Dropouts and Young Adolescent Reading: A Crisis with a Solution

 Jack W. Humphrey and Carol Lynn Thomas

 

            American students in today’s pressure cooker society face a myriad of problems. Drugs. Violence. Poverty. Shattered home lives. The list is sobering and seemingly endless. There is one problem, however, that could possibly be eliminated. It’s not often that we can feel that confident about the likelihood of eradicating a serious problem. But this is surely one that could and should face extinction.

There is no escaping the fact we have an abysmal high school graduation rate, bad enough, in fact, to be considered a national disgrace. How can it be that almost one-third of American students do not graduate from high school?  It is just as troubling to realize that most students who drop out are struggling readers. Why should our country, with its vast resources, have so many students who can’t read well?

Research indicates that dropouts readily blame uncaring teachers and lack of family support for their failure to graduate. A close look at the statistics also reveals the dropouts’ weak reading skills and subsequent dislike and avoidance of reading. Let’s face it. If you can’t read well, you are not destined for a bright future. 

Let’s examine some reasons for the reading crisis and solutions toward solving it. Even though our nation’s elementary schools place significant emphasis on the teaching of reading, it would be naïve to assume all students who move on to middle schools are reading on grade level. Look at almost any middle school to discover many students in need of intensive reading instruction. Considering the severity of the problem, you would expect schools to place great emphasis on reading prior to high school.  However, most students in middle grades are not enrolled in reading classes taught by licensed or certified reading teachers.

There exists the problem of where to place reading in the middle grades. Reading is often a part of a young adolescent literacy program or an English/language arts program with teachers probably trained with a literacy perspective rather than a reading perspective. (See http://mgrn.evansville.edu/lit2006.htm for an article concerning the difference between young adolescent literacy and young adolescent reading.) It costs no more to provide reading classes than any other subject, but due to a variety of needs, most American middle grades students are enrolled in English/language arts classes with English/language arts trained teachers.  To add reading classes, schools need to have time in the schedule and, of course, they also need trained reading teachers.  There is no denying the difficulty in achieving this arrangement.

Another problem for young adolescents is the lack of current, appealing, high-interest and useful books and other reading materials in their classrooms, homes, and school libraries.  American school libraries purchase an average of about one-half book per student per year.  This ensures that many school libraries have a large number of books that do not appeal to today’s young adolescents. 

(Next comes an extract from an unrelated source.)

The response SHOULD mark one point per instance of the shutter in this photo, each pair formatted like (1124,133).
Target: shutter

The Indiana University Center for Evaluation and Education Policy has tracked a program by the state of Indiana concerning book acquisitions and circulation. (http://mgrn.evansville.edu/Library%20Report%202006.pdf).   Circulation rose from a per student average of 33.8 in 1997 to 43.1 in 2002 as a result of a state program that provided matching funds for new books.  With the loss of funding for new books in 2002, the average circulation per student is now 32.7. 

            School libraries are important for potential dropouts because many do not have access to newspapers in their homes, do not have public library cards, and rarely if ever purchase books at a bookstore.  These students may be reading several reading grade levels below their grade placement, so school libraries should have many high interest/low readability books and should provide lots of opportunities for potential dropouts to become engaged with the books.  For a list of middle grades high interest/low readability books, see (http://mgrn.evansville.edu/vocabulary.htm).

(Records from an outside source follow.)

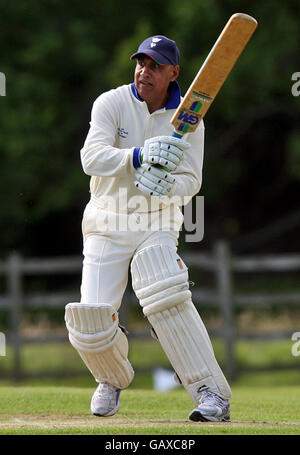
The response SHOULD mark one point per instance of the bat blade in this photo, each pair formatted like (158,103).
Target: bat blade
(213,73)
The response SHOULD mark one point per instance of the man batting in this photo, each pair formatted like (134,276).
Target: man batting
(139,171)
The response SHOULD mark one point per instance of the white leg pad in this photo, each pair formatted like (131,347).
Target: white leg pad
(160,281)
(94,331)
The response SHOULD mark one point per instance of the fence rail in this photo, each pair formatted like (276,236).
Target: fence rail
(223,297)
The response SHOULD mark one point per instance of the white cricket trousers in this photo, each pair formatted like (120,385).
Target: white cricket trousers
(108,251)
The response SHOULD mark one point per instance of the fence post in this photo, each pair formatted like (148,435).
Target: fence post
(16,298)
(224,290)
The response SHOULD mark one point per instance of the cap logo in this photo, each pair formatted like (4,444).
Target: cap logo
(155,41)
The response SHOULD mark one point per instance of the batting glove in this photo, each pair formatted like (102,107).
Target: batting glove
(153,180)
(167,151)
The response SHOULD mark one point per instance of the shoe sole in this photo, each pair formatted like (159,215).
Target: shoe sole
(196,416)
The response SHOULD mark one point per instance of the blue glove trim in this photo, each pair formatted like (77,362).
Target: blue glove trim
(136,157)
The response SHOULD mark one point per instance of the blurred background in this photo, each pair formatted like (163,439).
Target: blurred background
(57,58)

If we want to increase our national high school graduation rate, we absolutely must empower our students with strong reading skills. We must revitalize the quality of middle school reading programs. We must renew efforts by schools systems and college teacher preparation programs to ensure that middle grades students have positive reading experiences with skilled reading teachers. To let middle school reading programs slip away would be a mistake that would haunt us for generations to come. We must not let this happen.